Aging in place is a term used to describe a person living in the residence of their choice, for as long as they are able, as they age. This includes being able to have any services (or other support) they might need over time as their needs change.
To be clear: the act of aging in place takes place during a period of time in an elderly person’s life where they can have the things that they need in their daily life, while maintaining their quality of life.
The reason this distinction is important is because many people think aging in place will fix the problems they have in their lives. The only problems that can be fixed while aging in place are the ones that a person has planned for (i.e. finances, health, personal or health care, etc.).
Aging in place planning for quality of life
The focus of aging in place, as stated above, is to help seniors ensure they can live where they choose and get any help they need for as long as they can. It is more than that, though. The goal of an elderly person (or anyone) wanting to age in place should be to maintain and/or improve their quality of life. In order to do that, a good plan that focuses on your quality of life and covers your self, home, finances, care and other items should be created as early as possible. This plan should be maintained over time as your situation changes.
Aging brings changes to us all. As a person begins their aging in place experience, it is important for them to consider and plan for the changes that will happen to them and what impacts these changes will have on their lives. As we age, our bodies and capabilities change. Examples of changes you might experience are:
- Reduced vision
- Decreased muscle strength or endurance
- Reduced mental processing capabilities
- Increased risk of falls due to balance
- Increased risk of illness
- Reduced hearing
- Decreased mobility
These changes happen to most everyone in one form or another. Knowing that this is the case and choosing to have a plan to age in place means you will have a greater change to control your quality of life and independence.
The impact of these changes can be seen in the daily life of an elderly person. While their physical capabilities lessen and needs change, this impacts many activities of daily living (ADL) and other activities, such as:
- Getting around their home as easily
- Driving safely
- Home upkeep
- Health maintenance
- Many others
Planning also presents you with an opportunity to lessen the burden on your family by outlining how and where your needs are met. As well as, lessening the need for emergency assistance from community resources.
Why is Aging in Place Important?
Currently, the majority of senior persons aged 65 and older are living either with a spouse or alone in their own home. Many of these elderly people struggle with everyday tasks, their health care and the lives they lead in their homes. For many, their quality of life goes down as they get older.
As of 2000, there were approximately 35 million Americans over the age of 65. According to the U.S. Census Bureau, by 2030 there will be approximately 71.5 million Americans over the age of 65. That number is more than twice what it was in 2000 and represents nearly 20% of the entire projected U.S. population in 2030.
The challenge this number of older Americans will bring to the country is unprecedented. Given the facts surrounding the current economic problems, a failing health care system and the lack of local support systems needed to support older people, this is a serious predicament for our country.

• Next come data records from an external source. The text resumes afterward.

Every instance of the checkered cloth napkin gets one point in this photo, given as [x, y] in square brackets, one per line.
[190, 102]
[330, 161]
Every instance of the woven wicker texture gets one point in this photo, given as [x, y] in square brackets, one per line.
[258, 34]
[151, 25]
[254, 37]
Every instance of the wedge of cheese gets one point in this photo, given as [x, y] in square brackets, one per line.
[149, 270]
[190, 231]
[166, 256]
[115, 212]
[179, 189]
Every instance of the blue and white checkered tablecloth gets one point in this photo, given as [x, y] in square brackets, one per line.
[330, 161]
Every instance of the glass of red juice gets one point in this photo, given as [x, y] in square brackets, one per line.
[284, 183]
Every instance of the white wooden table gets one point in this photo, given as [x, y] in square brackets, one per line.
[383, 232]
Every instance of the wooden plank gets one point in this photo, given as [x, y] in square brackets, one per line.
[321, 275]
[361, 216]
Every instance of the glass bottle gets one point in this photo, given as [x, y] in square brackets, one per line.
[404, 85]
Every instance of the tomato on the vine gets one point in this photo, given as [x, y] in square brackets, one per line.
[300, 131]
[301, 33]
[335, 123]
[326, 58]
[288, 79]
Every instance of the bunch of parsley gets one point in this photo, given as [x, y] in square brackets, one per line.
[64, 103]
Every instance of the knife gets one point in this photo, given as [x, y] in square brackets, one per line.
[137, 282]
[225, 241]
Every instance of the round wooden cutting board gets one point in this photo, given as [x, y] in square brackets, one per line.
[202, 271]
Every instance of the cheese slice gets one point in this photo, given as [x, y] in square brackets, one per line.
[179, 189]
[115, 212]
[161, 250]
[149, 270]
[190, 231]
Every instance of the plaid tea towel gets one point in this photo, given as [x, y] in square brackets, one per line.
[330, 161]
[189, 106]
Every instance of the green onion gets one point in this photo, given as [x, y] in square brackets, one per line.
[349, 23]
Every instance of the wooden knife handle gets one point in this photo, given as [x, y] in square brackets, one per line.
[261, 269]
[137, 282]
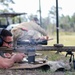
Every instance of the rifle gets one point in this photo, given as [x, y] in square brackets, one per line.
[29, 48]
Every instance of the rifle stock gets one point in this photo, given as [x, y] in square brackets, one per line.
[40, 48]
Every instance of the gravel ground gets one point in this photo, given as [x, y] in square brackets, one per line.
[28, 72]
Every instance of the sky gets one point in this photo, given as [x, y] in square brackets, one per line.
[31, 6]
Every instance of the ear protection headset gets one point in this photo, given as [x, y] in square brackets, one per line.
[1, 40]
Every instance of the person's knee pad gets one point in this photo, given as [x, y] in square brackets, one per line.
[1, 40]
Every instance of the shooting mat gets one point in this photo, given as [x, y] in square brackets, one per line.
[35, 65]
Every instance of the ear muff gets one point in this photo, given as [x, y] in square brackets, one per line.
[1, 40]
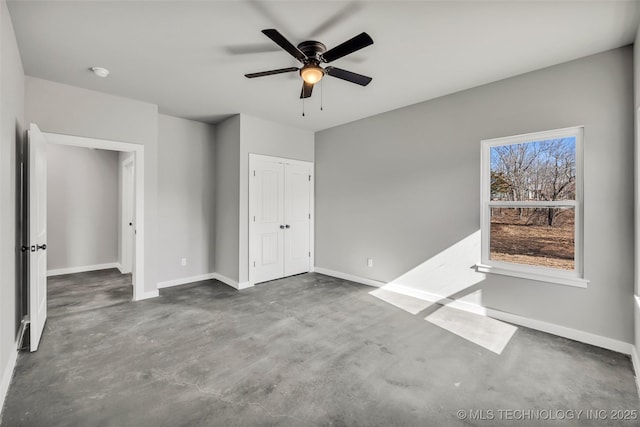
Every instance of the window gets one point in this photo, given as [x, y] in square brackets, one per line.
[531, 213]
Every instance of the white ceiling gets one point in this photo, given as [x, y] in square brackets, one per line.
[190, 57]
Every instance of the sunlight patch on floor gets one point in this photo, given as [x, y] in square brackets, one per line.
[409, 304]
[486, 332]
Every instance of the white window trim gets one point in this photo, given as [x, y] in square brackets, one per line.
[544, 274]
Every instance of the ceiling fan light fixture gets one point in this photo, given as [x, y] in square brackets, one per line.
[311, 73]
[99, 71]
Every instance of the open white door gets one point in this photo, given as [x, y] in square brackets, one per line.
[128, 212]
[37, 235]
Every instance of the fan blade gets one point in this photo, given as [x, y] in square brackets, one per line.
[348, 76]
[307, 88]
[271, 72]
[358, 42]
[281, 41]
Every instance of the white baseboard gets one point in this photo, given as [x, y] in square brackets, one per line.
[349, 277]
[71, 270]
[146, 295]
[230, 282]
[7, 375]
[186, 280]
[120, 269]
[636, 366]
[562, 331]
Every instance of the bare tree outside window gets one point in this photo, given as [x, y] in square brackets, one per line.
[533, 185]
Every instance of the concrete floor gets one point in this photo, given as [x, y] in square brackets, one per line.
[302, 351]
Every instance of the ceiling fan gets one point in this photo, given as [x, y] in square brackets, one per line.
[311, 54]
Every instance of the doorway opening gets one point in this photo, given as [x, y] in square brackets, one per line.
[131, 165]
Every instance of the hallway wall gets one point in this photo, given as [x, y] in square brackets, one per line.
[82, 207]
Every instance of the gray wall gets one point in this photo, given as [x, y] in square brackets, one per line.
[260, 136]
[227, 197]
[12, 126]
[82, 207]
[186, 198]
[59, 108]
[636, 83]
[403, 188]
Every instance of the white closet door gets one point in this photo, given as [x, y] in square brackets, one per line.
[267, 210]
[297, 215]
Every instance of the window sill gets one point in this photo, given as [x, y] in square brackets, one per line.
[557, 279]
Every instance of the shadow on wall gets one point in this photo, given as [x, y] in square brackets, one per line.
[445, 288]
[450, 274]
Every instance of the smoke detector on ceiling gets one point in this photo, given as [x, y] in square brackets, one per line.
[99, 71]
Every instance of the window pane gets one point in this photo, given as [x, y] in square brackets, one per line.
[536, 170]
[543, 237]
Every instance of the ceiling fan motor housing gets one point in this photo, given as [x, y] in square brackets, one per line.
[313, 50]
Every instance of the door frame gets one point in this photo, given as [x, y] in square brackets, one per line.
[127, 193]
[138, 164]
[253, 157]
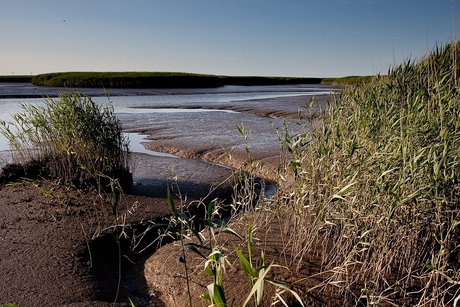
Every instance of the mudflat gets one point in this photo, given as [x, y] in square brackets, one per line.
[56, 244]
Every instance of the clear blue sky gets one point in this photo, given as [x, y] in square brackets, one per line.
[309, 38]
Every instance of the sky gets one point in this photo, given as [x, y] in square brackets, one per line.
[295, 38]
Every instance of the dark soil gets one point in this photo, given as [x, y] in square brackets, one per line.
[57, 245]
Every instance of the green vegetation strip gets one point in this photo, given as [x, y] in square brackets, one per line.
[18, 78]
[377, 189]
[157, 80]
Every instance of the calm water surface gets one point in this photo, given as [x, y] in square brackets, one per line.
[144, 101]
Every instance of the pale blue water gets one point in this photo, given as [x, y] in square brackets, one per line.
[161, 100]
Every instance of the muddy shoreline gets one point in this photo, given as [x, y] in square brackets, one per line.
[56, 246]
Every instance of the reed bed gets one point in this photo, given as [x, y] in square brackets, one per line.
[376, 189]
[71, 139]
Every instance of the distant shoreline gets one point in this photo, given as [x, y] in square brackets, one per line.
[166, 80]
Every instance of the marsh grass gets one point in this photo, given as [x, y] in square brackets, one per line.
[158, 80]
[376, 189]
[71, 139]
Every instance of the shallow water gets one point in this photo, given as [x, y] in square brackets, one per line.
[189, 108]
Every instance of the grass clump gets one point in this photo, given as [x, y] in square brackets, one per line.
[158, 80]
[71, 139]
[376, 191]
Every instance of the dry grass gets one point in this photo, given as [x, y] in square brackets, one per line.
[376, 191]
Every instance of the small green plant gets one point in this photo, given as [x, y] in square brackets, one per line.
[71, 139]
[257, 275]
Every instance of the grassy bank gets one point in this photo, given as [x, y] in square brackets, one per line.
[377, 191]
[349, 80]
[18, 78]
[157, 80]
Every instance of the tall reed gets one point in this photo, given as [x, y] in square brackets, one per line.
[376, 190]
[72, 139]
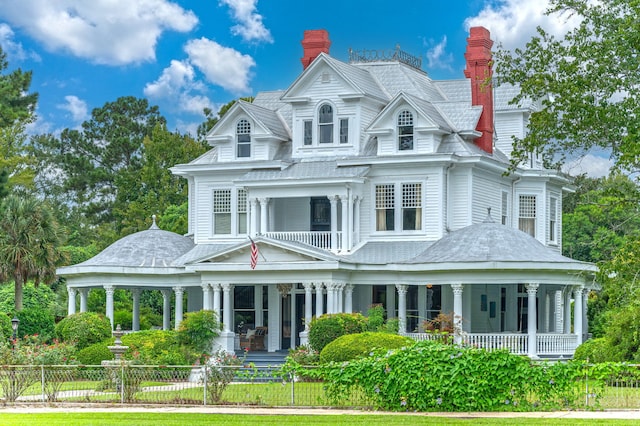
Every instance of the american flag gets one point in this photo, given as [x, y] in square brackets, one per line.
[254, 254]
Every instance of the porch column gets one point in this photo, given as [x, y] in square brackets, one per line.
[532, 322]
[577, 312]
[179, 292]
[558, 312]
[109, 289]
[402, 308]
[264, 202]
[457, 312]
[567, 310]
[333, 201]
[166, 309]
[206, 297]
[71, 305]
[83, 298]
[344, 245]
[135, 317]
[216, 300]
[356, 220]
[253, 206]
[348, 298]
[319, 307]
[226, 307]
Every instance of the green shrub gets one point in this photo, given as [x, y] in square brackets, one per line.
[157, 347]
[198, 330]
[352, 346]
[96, 353]
[328, 327]
[36, 321]
[595, 350]
[84, 329]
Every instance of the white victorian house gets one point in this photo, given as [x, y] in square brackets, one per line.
[364, 182]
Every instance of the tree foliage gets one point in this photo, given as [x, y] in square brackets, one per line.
[587, 82]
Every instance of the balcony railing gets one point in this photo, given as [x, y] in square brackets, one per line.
[548, 344]
[315, 238]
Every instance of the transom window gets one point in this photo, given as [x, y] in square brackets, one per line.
[325, 124]
[527, 214]
[405, 131]
[243, 139]
[399, 207]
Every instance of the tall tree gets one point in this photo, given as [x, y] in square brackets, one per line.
[29, 238]
[16, 103]
[587, 82]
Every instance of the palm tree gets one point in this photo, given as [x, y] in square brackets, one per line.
[29, 237]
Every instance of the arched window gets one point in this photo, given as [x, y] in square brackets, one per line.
[325, 124]
[243, 138]
[405, 130]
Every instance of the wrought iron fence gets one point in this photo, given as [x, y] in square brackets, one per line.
[235, 385]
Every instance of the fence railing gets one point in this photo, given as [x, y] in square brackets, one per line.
[237, 385]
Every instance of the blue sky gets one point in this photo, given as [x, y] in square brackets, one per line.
[183, 55]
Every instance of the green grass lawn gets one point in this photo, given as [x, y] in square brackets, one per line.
[141, 419]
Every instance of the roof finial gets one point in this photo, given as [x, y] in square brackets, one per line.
[153, 225]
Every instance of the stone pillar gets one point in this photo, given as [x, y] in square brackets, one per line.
[166, 309]
[577, 313]
[71, 305]
[226, 307]
[532, 323]
[348, 298]
[109, 290]
[179, 292]
[333, 201]
[457, 312]
[84, 292]
[206, 296]
[319, 298]
[135, 317]
[402, 308]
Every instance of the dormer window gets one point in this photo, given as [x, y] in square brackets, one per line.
[405, 131]
[243, 139]
[325, 124]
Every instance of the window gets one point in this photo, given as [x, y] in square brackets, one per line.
[222, 211]
[385, 201]
[243, 139]
[308, 133]
[527, 214]
[405, 131]
[505, 208]
[411, 206]
[401, 202]
[553, 219]
[325, 124]
[344, 130]
[242, 211]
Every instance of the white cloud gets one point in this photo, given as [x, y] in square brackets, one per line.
[14, 50]
[113, 32]
[223, 66]
[437, 56]
[513, 22]
[76, 107]
[593, 165]
[250, 26]
[177, 84]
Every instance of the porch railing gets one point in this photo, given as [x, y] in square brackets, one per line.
[320, 239]
[548, 344]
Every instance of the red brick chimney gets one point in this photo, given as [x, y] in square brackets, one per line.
[314, 42]
[478, 56]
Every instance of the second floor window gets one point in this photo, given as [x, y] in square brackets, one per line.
[527, 214]
[405, 131]
[243, 139]
[325, 124]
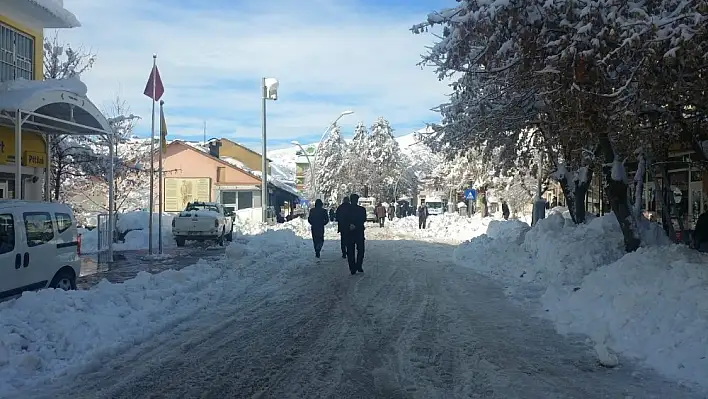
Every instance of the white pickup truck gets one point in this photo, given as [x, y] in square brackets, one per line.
[202, 221]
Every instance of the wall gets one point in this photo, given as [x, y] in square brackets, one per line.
[183, 161]
[249, 158]
[34, 149]
[24, 23]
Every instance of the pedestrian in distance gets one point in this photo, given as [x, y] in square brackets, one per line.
[356, 219]
[505, 210]
[380, 214]
[342, 225]
[422, 216]
[318, 219]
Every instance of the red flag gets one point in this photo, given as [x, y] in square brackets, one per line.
[154, 83]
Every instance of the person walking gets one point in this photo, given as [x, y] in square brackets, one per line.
[356, 219]
[318, 218]
[422, 216]
[381, 214]
[342, 225]
[505, 210]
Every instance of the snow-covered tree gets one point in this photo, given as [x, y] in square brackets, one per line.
[384, 159]
[61, 61]
[569, 73]
[356, 169]
[131, 162]
[330, 165]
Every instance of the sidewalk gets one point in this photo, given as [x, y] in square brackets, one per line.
[127, 264]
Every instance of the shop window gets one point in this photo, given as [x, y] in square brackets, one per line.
[245, 199]
[7, 233]
[39, 228]
[16, 54]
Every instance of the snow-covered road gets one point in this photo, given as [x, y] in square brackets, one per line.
[413, 326]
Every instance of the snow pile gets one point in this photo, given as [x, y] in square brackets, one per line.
[651, 305]
[48, 333]
[446, 227]
[133, 226]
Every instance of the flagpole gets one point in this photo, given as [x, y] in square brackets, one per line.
[159, 184]
[152, 155]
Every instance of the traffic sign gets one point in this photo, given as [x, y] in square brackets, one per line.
[470, 194]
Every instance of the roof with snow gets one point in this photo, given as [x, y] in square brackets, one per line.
[51, 106]
[51, 13]
[236, 164]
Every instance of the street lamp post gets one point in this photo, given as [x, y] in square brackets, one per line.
[313, 165]
[269, 91]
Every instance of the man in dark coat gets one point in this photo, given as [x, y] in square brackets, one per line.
[342, 225]
[356, 219]
[318, 219]
[422, 216]
[380, 214]
[505, 210]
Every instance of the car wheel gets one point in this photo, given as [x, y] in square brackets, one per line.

But, more importantly, it is a very big problem for millions of Americans who are aging in place (or wish to).
What does it mean to my family?
Issues that families will continue to have to deal with include home remodeling (accessibility, universal design), support issues (finding more time for themselves, balancing work and family responsibilities of caregiving, and managing emotional and physical stress), answers to common problems (home remodeling ideas, long-distance caregiving for those caring for aging parents, lack of a support system), independent living, education and more. All of these issues will need to be dealt with in a way that empowers those aging in place and their caregivers, so people can make informed decisions about their lives and care.
Aging in place is a choice
Deciding you wish to age in place means you are choosing:
- how you want to spend your retirement years
- how you want your home to be set up
- what your health care choices will be
- which types of assistance are right for you
- what your wishes are for major life events (sickness, housing transitions, financial decisions)
Making these choices gives you control over your independence, quality of life and dignity. Most importantly to note, aging in place does not mean you have to do everything yourself; that’s where the plan comes in. It means you get to plan how your needs are met, who meets them and when.
An Aging in Place Plan is Not for ‘Old’ People
It’s for responsible people who want to ensure their quality of life and live it out in dignity, without being a burden to their family or community. Regardless of whether you have retired or not, it’s for you, right now. If you haven’t retired yet, it means you have time to think about your needs, research your options and put together a plan that is good for you and your family. If you have retired, putting the time in to building a plan will help keep you in control of your life. Building a plan will help you deal with issues you will encounter down the road and ease some of the burden your loved ones will experience.
For those caring for an elderly parent or loved one, it’s for you, too. You can be the most help by working with them to ensure their needs are met and wishes are respected. It also will help you provide the level of care that is right for them, and show your respect to them by ensuring their dignity is kept in tact and their needs are met.